The process in brief:
- Your lawyer logs into the LHDN Stamps portal
- Uploads or enters details of the loan agreement (loan amount, parties, date of execution)
- LHDN system auto-calculates the 0.5% duty
- Payment is made online (FPX or bank transfer)
- A stamp certificate is generated — this is your proof of stamping
You do not need to visit any LHDN office. Your lawyer handles the entire process. The stamp certificate is attached to or referenced in the loan agreement, making it legally enforceable.
For the full step-by-step walkthrough with screenshots, see our e-stamping Malaysia guide.
Exemptions
First-Time Home Buyers
The most significant exemption available. Under Budget 2026, the government extended the first-time homebuyer stamp duty exemption through 31 December 2027. First-time buyers purchasing properties priced up to RM500,000 are eligible for:
- 100% exemption on MOT stamp duty
- 100% exemption on loan agreement stamp duty
Eligibility criteria:
- Malaysian citizen
- Never previously owned residential property
- SPA executed within the exemption validity period (through 31 December 2027)
- Property must be for residential use
- One property per individual
The savings on a RM500,000 property at 90% LTV:
| Stamp Duty Type | Normal Cost (RM) | With Exemption (RM) | Savings (RM) |
|---|---|---|---|
| MOT stamp duty | 9,000 | 0 | 9,000 |
| Loan stamp duty | 2,250 | 0 | 2,250 |
| Total | 11,250 | 0 | 11,250 |
That RM11,250 stays in your pocket. It is the single most valuable first-timer benefit in Malaysian property.
Your lawyer handles the exemption application. You will need to sign a statutory declaration confirming your first-time buyer status.
Refinancing
There is no exemption for refinancing. When you refinance your existing loan with a new lender, the new loan agreement must be stamped — and you pay 0.5% stamp duty again on the new loan amount.
This is critical for your refinancing breakeven calculation. If you refinance an RM500,000 loan, the new stamp duty is RM2,500. Add legal fees and valuation costs, and you typically need at least a 0.5% interest rate reduction to justify refinancing within a reasonable payback period.
Factor loan stamp duty into any refinancing decision.
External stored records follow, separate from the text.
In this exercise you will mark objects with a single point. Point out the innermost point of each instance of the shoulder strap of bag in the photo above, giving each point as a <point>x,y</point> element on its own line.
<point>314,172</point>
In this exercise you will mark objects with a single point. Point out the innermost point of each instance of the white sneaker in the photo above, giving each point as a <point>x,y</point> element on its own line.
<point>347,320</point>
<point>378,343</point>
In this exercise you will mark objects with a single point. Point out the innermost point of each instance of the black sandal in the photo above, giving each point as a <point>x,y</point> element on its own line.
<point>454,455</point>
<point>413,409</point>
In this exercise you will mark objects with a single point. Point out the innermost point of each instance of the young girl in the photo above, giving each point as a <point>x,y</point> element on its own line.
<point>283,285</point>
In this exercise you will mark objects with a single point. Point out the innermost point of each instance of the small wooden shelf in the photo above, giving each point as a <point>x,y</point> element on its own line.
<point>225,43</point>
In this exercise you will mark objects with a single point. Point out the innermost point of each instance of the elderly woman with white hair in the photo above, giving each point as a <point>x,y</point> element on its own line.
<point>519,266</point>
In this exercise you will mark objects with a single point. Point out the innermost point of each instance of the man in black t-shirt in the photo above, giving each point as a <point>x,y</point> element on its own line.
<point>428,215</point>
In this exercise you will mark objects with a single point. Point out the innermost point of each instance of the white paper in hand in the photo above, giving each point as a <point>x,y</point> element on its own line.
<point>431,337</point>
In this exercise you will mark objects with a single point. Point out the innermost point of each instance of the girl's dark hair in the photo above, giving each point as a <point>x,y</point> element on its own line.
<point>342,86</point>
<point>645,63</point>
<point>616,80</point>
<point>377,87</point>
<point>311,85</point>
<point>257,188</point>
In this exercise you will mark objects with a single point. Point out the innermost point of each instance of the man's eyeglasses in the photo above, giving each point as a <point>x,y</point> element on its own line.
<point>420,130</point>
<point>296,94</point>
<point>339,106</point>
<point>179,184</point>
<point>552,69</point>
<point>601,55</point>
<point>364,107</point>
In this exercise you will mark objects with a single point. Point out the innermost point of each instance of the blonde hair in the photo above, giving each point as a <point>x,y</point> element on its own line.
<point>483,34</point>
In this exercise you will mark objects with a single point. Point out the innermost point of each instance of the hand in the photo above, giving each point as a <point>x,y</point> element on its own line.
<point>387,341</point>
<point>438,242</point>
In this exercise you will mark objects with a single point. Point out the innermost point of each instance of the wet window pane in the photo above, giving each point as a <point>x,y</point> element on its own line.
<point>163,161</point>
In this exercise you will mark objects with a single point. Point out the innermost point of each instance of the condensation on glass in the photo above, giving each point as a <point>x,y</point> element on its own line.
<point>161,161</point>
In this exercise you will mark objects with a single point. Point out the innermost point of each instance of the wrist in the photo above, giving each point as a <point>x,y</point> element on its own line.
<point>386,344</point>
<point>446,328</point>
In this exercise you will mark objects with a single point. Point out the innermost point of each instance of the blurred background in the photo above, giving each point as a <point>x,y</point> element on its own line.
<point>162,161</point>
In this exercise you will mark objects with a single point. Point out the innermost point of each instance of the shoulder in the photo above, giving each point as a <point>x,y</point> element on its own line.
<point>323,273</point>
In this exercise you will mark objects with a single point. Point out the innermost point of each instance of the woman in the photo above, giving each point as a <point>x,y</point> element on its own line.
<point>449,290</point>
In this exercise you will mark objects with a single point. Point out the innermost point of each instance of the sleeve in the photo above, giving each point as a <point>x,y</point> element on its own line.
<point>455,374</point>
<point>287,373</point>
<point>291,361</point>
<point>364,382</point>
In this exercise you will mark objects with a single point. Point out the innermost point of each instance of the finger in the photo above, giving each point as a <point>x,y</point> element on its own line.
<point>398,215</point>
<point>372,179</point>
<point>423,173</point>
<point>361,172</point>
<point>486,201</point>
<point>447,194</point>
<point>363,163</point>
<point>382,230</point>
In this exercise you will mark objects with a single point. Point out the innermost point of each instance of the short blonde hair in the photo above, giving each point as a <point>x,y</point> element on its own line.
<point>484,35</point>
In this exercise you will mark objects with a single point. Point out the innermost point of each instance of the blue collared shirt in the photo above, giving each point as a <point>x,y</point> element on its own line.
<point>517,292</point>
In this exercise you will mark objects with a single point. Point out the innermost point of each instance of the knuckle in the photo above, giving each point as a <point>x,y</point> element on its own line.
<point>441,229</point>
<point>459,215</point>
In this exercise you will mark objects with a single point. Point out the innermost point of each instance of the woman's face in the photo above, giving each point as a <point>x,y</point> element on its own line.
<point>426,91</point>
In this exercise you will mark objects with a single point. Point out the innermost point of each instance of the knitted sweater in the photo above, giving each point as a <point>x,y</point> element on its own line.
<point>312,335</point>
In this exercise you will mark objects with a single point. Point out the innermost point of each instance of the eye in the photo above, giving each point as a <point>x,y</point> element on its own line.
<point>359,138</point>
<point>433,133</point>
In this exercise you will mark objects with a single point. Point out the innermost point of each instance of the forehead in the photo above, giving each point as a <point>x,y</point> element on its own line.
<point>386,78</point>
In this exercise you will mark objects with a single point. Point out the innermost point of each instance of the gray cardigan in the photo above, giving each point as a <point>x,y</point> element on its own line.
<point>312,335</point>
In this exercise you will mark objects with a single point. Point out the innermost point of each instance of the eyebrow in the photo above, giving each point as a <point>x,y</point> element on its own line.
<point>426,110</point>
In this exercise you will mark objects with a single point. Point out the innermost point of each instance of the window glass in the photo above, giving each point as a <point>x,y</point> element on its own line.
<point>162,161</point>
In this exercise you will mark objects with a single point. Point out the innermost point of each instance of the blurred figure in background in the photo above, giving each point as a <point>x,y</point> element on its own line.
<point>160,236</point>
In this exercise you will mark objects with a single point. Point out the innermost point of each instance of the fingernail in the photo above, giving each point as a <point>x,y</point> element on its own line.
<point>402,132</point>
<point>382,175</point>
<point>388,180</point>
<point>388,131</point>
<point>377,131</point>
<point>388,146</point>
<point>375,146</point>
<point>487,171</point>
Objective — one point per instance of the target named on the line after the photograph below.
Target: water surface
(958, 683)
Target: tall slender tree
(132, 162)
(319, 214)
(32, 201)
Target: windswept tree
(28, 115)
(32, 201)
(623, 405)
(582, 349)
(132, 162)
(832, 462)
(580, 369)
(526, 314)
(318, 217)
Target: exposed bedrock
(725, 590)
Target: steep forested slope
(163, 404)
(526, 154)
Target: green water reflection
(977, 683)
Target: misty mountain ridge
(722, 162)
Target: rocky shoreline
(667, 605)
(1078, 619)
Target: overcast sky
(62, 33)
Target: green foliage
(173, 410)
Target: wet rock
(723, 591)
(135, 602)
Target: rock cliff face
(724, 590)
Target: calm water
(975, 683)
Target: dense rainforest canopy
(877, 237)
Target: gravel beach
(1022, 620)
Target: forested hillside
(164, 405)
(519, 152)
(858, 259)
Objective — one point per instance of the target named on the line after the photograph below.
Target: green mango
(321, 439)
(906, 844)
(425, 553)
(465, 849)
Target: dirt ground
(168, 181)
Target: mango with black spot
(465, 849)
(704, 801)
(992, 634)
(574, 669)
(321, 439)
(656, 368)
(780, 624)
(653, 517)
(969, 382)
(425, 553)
Many borrowers focus only on the rate difference and forget the upfront costs that eat into their savings.
Calculate your exact stamp duty — MOT and loan agreement — in seconds.
Open Stamp Duty Calculator →Total Buying Costs: RM500K and RM1M Property
Loan stamp duty does not exist in isolation. It stacks on top of every other upfront cost. Here is the full picture for two common price points.
RM500,000 Property (90% LTV, Loan = RM450,000)
| Cost Item | Amount (RM) | % of Price |
|---|---|---|
| Down payment (10%) | 50,000 | 10.00% |
| MOT stamp duty | 9,000 | 1.80% |
| Loan stamp duty (0.5%) | 2,250 | 0.45% |
| Legal fees — SPA (1.25% + 6% SST) | 6,625 | 1.33% |
| Legal fees — loan agreement (1.25% + 6% SST) | 5,963 | 1.19% |
| Valuation fee | ~300 | 0.06% |
| Total cash needed | ~74,138 | ~14.83% |
RM1,000,000 Property (90% LTV, Loan = RM900,000)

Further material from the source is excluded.